The apology only ratcheted up the criticism from conservatives. Senator Ron Johnson (R-WI) attacked the president’s statement as a “phony apology” and went on to say “It was like telling someone you’re sorry their dog died, but refusing to acknowledge you ran over the dog.” Similarly Rep. Greg Walden (R-OR) went after President Obama’s honesty by stating: “There’s nothing more damaging than when your word is devalued and people think they were misled.”
President Obama’s apology, while not unique in American political history, was a poor political decision. Former presidents have declared “regret” over policies.
John Kennedy expressed regret over the failed Bay of Pigs invasion in 1961. In an April 21 press conference, Kennedy stated: “There’s an old saying that victory has a hundred fathers and defeat is an orphan … Further statements, detailed discussions, are not to conceal responsibility because I’m the responsible officer of the Government …”
Richard Nixon stated on the eve of his resignation that “I regret deeply any injuries that may have been done in the course of the events that led to this decision.” He added: “I would say only that if some of my judgments were wrong, and some were wrong, they were made in what I believed at the time to be the best interest of the nation.”
Ronald Reagan, after being criticized for the failed arms-for-hostages policy in 1987 said: “A few months ago I told the American people I did not trade arms for hostages,. My heart and my best intentions still tell me that’s true, but the facts and the evidence tell me it is not.”
After months of denying an illicit relationship with White House intern Monica Lewinsky and fighting impeachment, Bill Clinton said: “I know that my public comments and my silence about this matter gave a false impression. I misled people, including even my wife. I deeply regret that.”
Most recently George W. Bush, in reflecting on his presidency in 2008, said about the rationale used to begin a military action in Iraq: “The biggest regret of all the presidency has to have been the intelligence failure in Iraq. . . A lot of people put their reputations on the line and said the weapons of mass destruction is a reason to remove Saddam Hussein …. And, you know, that’s not a do-over, but I wish the intelligence had been different, I guess.”
Presidential apologies are funny things. Most presidents would rather use the term “regret,” rather than “apology.” Reagan and Bush offer regrets even while implying that their motives were pure, thus failing to accept full responsibility for their actions. Others such as Kennedy and Clinton use circuitous statements of regrets that could their personal responsibility.
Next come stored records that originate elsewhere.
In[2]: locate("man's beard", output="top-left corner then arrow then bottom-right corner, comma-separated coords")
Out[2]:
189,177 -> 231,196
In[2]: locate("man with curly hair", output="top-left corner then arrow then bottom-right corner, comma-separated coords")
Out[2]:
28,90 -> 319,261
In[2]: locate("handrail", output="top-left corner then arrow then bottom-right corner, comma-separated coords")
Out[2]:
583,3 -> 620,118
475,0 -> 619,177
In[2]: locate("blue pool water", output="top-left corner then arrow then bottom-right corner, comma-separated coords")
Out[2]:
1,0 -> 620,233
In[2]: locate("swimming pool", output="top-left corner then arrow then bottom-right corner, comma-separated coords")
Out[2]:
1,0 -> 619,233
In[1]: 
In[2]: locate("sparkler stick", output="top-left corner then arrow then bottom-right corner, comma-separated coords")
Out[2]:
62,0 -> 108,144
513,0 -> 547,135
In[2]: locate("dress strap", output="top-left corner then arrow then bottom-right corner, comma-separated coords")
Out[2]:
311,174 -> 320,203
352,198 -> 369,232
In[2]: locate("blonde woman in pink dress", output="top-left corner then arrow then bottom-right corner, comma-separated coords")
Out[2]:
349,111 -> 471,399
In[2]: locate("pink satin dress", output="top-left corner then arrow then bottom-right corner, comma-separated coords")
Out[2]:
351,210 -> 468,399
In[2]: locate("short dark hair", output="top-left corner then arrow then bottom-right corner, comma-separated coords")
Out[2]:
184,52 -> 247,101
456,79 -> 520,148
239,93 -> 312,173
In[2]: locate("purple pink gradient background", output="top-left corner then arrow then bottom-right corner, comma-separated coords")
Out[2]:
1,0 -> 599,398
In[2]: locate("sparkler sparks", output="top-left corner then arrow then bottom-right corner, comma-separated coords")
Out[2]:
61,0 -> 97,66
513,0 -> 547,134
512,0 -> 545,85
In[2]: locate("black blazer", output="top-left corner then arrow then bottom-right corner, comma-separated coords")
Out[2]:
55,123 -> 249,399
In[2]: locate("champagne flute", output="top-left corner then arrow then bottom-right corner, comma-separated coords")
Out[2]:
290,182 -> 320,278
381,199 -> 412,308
President Obama is the only president who gave a full-throated apology and he is being excoriated because to if. In today’s political climate, an apology is seen as a sign of weakness, not a normal human response for something that causes pain for others. There should be little surprise when 39 House Democrats voted the next day in favor of a Republican bill giving existing insurance policyholders and those wanting to by what is now referred to as “junk policies” a year’s extension. Those Democrats saw that a president apologizing for the implementation of a policy stands little hope of regaining the political strength necessary to save the Affordable Care Act or offer them any cover in the 2014 midterm elections.